When she heard the name "Forrest," a violent shudder ripped through her body.

It wasn't her fear. It was the original Alissa's trauma reacting. Memories of heavy combat boots, the sharp crack of a leather belt, and the suffocating smell of chewing tobacco flooded her mind.

Alissa sat up, her expression grim.

Her tactical assessment shifted immediately. Kristopher was a weak, untrained civilian. She could break him.

But a fully grown, active-duty military man? With her current physical limitations, a direct confrontation with Forrest would be suicide. Worse, if Forrest came back, he had the legal authority as her guardian to sign papers and lock her in the State Asylum.

The clock was ticking. She had maybe a week before the letter reached Texas and Forrest got a leave of absence.

She had to get out of this house.

But running required money. Real money. Not seventeen dollars.

Alissa walked over to her desk. She pulled open the bottom drawer and dug through the old school supplies until she found a folded, worn map of Ohio.

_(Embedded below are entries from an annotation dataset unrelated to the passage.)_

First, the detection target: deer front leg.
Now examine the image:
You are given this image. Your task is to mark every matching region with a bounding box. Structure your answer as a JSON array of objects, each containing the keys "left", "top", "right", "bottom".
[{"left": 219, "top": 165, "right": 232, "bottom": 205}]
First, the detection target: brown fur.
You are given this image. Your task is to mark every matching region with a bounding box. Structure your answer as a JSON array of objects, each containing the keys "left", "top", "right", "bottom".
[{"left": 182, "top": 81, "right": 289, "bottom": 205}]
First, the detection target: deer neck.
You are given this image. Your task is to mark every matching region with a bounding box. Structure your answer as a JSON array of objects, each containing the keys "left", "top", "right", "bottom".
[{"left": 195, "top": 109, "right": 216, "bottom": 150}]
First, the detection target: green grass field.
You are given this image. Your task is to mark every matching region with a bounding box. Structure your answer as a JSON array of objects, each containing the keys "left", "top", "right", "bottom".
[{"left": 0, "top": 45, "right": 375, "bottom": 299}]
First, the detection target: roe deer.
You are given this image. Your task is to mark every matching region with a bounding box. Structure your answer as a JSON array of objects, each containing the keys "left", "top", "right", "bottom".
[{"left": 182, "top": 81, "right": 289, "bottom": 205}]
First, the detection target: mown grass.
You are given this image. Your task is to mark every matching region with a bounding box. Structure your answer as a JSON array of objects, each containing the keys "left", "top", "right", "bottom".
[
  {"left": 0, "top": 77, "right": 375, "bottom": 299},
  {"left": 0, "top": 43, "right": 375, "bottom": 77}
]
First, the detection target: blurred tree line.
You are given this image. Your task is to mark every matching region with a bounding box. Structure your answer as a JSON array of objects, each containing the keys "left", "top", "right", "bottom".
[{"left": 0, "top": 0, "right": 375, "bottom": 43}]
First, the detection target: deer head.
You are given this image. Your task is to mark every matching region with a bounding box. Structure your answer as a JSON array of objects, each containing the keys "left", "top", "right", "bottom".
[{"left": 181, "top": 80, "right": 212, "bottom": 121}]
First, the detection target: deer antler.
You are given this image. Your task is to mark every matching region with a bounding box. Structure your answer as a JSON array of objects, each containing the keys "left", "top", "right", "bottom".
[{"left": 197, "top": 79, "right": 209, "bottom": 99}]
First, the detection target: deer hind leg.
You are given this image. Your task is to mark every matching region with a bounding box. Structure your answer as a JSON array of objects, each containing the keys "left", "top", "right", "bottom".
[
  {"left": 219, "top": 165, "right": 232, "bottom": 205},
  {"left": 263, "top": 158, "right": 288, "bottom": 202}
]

She spread it out on the mattress.

Her finger traced the red lines of the highway, moving away from the Red Sorghum community, stopping thirty miles north at a large industrial city.

She tapped a specific location. Crawford Textile Mill.

It was where her second brother, Rudy Knox, worked as a floor manager.

Rudy wasn't violent like Forrest, but he was a greedy, image-obsessed hypocrite. The memories told Alissa that two years ago, Rudy had tricked the original Alissa into signing over the only thing their late mother had left her-a small life insurance payout.

Alissa stared at the map. A cold, predatory smile touched her lips.

Rudy cared about his promotion. He cared about his pristine reputation at the factory.

He was the perfect target for a public shakedown.

Alissa folded the map and shoved it into her back pocket. She was going to the city, and she was going to bleed her brother dry.